Islington parents could face school-run car ban to improve air pollution
Recommendation comes after a six-month review of the effects of pollution
02 March, 2018 — By Samantha Booth
Labour councillor Martin Klute: ‘Quite a lot of parents are prone to pull up anywhere and let their kids jump out of a roadside door’
PARENTS could be stopped from parking near schools to pick up or drop off their children due to plans to make the borough’s air cleaner.
The recommendation comes after a six-month review of the effects of pollution in Islington.
It has also been suggested that roads near schools should be closed at the beginning and end of the school day, like neighbouring borough Hackney, and Camden, where the policy is on trial.
Labour councillor Martin Klute, who is chairman of the Town Hall’s health and care scrutiny committee which put together the 11 suggestions, said: “It’s a multi-pronged issue because there’s the pollution aspect of it, which is people running their engines outside their school, and it’s a well known fact you get a lot more pollution sitting in a car than walking along the pavement.
“There’s a health implication – if you prevent parking, then they will walk – and then there is a residual safety issue. Quite a lot of parents are prone to pull up anywhere and let their kids jump out of a roadside door.”
Currently, there is an informal 10-minute grace period for parents but this could be banished for a “zero tolerance” rule, with the only exception for blue badge holders.

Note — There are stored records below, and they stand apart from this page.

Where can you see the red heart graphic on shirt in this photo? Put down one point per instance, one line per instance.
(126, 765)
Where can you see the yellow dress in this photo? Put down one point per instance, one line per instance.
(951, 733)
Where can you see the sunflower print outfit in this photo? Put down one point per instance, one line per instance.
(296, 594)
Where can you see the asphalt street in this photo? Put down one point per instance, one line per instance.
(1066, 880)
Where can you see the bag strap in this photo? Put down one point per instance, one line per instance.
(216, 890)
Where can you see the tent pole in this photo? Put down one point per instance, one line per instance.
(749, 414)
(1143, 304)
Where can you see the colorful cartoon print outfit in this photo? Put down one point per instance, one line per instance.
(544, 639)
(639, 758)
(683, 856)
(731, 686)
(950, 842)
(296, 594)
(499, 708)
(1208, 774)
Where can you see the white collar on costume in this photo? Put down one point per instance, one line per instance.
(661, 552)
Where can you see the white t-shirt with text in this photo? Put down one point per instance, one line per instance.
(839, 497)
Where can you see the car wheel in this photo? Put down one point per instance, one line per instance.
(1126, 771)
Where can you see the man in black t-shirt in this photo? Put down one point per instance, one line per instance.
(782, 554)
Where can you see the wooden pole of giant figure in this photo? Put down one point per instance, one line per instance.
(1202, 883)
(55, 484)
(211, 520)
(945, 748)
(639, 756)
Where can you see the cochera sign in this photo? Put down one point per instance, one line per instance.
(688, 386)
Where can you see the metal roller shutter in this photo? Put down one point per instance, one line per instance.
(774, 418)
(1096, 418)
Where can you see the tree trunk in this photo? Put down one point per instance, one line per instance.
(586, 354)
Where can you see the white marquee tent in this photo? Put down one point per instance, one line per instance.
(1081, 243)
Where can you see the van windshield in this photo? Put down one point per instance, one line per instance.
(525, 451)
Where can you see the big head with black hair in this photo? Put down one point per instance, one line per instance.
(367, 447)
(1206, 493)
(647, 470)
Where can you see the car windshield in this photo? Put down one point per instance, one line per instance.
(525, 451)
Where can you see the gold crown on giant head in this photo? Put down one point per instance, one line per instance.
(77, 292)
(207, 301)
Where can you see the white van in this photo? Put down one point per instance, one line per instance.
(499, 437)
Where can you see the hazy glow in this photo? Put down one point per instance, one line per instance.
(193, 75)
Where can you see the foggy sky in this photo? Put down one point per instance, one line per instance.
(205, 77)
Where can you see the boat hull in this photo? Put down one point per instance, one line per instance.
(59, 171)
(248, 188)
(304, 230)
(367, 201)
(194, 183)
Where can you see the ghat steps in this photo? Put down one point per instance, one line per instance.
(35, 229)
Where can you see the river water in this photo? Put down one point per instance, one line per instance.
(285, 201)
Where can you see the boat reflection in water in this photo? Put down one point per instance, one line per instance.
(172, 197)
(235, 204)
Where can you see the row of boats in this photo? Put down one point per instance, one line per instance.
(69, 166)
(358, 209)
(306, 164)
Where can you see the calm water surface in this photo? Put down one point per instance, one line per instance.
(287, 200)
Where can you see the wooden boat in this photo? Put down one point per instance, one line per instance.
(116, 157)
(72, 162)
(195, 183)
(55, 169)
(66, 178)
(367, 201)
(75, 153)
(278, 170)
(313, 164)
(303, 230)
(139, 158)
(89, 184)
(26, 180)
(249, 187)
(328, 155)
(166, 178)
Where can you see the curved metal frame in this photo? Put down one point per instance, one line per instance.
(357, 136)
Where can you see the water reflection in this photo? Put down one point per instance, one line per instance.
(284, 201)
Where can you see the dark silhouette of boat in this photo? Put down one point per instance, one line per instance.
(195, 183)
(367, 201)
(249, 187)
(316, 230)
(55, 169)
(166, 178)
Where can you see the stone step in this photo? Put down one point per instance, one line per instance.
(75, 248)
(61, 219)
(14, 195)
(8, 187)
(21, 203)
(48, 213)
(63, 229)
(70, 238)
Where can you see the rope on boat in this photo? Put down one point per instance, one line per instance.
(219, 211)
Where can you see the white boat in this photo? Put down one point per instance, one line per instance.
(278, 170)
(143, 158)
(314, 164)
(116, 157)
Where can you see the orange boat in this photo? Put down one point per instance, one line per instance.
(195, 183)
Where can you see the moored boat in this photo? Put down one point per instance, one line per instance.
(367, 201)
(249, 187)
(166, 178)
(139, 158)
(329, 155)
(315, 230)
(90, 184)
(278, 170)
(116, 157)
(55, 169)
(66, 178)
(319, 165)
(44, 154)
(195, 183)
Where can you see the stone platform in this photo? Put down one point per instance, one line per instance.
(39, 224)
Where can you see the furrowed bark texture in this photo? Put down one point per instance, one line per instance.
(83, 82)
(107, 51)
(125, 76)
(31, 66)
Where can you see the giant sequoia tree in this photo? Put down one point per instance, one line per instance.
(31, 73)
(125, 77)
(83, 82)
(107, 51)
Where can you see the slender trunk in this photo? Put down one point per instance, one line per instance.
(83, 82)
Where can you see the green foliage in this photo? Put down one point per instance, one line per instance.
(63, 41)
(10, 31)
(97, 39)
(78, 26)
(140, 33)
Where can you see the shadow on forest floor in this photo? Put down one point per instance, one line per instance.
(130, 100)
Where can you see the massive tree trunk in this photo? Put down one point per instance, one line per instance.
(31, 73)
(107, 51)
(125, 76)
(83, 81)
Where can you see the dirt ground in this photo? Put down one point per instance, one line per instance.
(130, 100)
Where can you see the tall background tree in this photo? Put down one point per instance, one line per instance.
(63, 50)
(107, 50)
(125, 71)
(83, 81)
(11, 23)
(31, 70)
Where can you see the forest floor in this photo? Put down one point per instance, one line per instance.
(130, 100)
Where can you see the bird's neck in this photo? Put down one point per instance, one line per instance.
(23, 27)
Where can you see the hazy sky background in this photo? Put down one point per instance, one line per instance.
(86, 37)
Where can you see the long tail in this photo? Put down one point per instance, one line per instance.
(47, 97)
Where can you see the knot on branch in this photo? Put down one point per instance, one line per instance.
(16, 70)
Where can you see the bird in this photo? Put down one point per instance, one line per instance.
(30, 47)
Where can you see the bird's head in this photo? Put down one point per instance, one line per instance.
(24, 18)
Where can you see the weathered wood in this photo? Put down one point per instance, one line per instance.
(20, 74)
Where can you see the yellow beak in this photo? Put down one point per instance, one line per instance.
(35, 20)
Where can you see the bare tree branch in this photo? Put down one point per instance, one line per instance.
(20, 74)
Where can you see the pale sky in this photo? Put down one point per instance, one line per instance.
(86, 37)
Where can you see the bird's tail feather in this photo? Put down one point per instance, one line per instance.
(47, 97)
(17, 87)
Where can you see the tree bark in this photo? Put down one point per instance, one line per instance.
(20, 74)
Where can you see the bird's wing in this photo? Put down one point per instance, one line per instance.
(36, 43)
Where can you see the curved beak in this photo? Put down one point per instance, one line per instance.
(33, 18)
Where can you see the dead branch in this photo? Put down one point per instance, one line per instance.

Natasha Cox, chairwoman of the Tufnell Park Parents group, said: “There are some parents who drive but, as a general rule, they are worried about pollution. I know people have left the area because of it. I think it would be largely supported.”
The committee also wants the council to lobby the government to introduce more legislation on idling vehicles.
Islington estimates 60 per cent of the borough is over EU air pollution limits, with the south of the borough the most polluted.
Environment chief Councillor Claudia Webbe said the council’s approach to air pollution has been “ground-breaking”, including bringing in a £2 extra surcharge for diesel car drivers who park in the borough.
“I don’t believe any borough can tackle it by itself as the wind will blow across boroughs. It requires partnership across boroughs London-wide, and requires action from a government level,” she added.
Green Party councillor Caroline Russell said she didn’t understand why there was a 10-minute grace period already in place. She added: “Zero tolerance is a really sensible policy as we need to be giving people the very clear message that it is not good to pick them up from school in cars.”